There are numerous benefits to owning a dog that are backed by science. For example, studies show being a pup parent can improve mental well-being, decrease the risk of cardiovascular problems, increase physical activity and even make you more attractive to others.
In addition, research now shows that entire neighborhoods are actually safer when they contain canine companions. A new study from researchers at Ohio State University discovered that communities with higher dog ownership tend to experience lower rates of homicide, robbery and aggravated assaults compared to areas with fewer dogs, at least when neighbors also trusted one another.
The study, published in Oxford University’s Social Forces journal in June, used two data sets. First, researchers collected data from a large-scale marketing survey of Columbus, Ohio, residents to measure the rates of households with dogs. Next, they used data from Ohio State University’s Adolescent Health and Development in Context study to measure rates of trust at the neighborhood level.
Another essential factor to a safer neighborhood is that the dog owners living there walk their pets regularly.
“People walking their dogs are essentially patrolling their neighborhoods,” Nicolo Pinchak, lead author of the study and a doctoral student in sociology at Ohio State University, told Ohio State News. “They see when things are not right, and when there are suspect outsiders in the area. It can be a crime deterrent.”

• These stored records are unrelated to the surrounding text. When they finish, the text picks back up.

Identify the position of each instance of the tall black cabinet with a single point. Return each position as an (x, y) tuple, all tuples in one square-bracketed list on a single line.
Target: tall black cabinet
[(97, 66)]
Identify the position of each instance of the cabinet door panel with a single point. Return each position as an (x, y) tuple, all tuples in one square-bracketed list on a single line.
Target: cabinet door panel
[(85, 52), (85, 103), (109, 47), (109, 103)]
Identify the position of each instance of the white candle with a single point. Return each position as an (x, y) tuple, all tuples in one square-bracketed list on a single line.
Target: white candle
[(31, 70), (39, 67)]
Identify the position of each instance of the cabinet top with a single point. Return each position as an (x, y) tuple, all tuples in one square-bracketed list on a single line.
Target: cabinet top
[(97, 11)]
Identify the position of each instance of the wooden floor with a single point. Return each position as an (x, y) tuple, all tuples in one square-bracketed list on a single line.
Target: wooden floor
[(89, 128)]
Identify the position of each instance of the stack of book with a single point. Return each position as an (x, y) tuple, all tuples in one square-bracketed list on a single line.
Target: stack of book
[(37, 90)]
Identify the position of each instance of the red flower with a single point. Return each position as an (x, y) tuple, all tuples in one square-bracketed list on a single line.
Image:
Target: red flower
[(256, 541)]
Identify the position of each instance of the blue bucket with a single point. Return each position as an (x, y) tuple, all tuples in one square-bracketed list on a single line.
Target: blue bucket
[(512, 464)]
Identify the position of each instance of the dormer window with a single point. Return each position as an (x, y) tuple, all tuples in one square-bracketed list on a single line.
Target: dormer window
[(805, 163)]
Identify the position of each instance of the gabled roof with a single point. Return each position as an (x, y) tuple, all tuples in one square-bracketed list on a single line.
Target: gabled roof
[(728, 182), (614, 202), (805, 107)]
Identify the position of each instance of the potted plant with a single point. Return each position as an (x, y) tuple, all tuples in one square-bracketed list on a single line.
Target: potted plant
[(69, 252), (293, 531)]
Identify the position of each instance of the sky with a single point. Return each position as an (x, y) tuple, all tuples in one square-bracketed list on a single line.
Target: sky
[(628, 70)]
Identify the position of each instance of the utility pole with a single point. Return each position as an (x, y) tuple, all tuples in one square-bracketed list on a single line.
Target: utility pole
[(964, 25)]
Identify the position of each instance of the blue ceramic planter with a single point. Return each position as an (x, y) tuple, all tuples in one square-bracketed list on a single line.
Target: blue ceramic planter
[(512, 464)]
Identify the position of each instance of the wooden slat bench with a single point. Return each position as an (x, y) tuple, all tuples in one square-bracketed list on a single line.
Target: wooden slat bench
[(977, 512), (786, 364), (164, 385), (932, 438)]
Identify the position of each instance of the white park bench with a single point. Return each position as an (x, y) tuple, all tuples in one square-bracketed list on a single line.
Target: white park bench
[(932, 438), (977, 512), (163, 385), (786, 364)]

Glenn Rogers, a New Jersey dog trainer with 26 years of police officer experience, told “Fox & Friends Weekend” that the findings didn’t surprise him.
“They become almost like a neighborhood watch,” Rogers said, referring to residents who walk their dogs regularly. “They’re meeting their neighbors, and they’re getting to know their neighbors and getting to see what’s normal in the neighborhood if they do it every day.”
Property crime rates were lower in neighborhoods with a higher dog population regardless of residents’ trust levels.
“This is plausibly because the deterrence benefits of visible dogs and dog barking aren’t as dependent on intervention norms or street monitoring,” Pinchak told USA Today.
Researchers have long suspected that dogs provide at least a sense of security to neighborhoods. In 2016, researchers from the University of Western Australia found that the presence of dogs causes residents to feel that their communities are more secure.
The international study documented the habits of 1,000 dog owners in Australia and the U.S. Again, walking dogs was associated with higher perceived safety.
“This natural surveillance provides opportunities for people to interact and monitor their neighborhood and notice unusual behavior, which can help deter local crime and make people feel safer,” Hayley Christian of the University of Western Australia’s School of Population Health, lead author of the study, told The Daily Telegraph. “Dog walkers were also more than three times more likely to walk in their neighborhood, suggesting that dog walking helps you get to know your local area and neighbors.”
If you have been on the fence about adding a four-legged friend to your family, this information gives you one more positive aspect to consider.
“There has already been a lot of research that shows dogs are good for the health and well-being of their human companions,” Pinchak told Ohio State News. “Our study adds another reason why dogs are good for us.”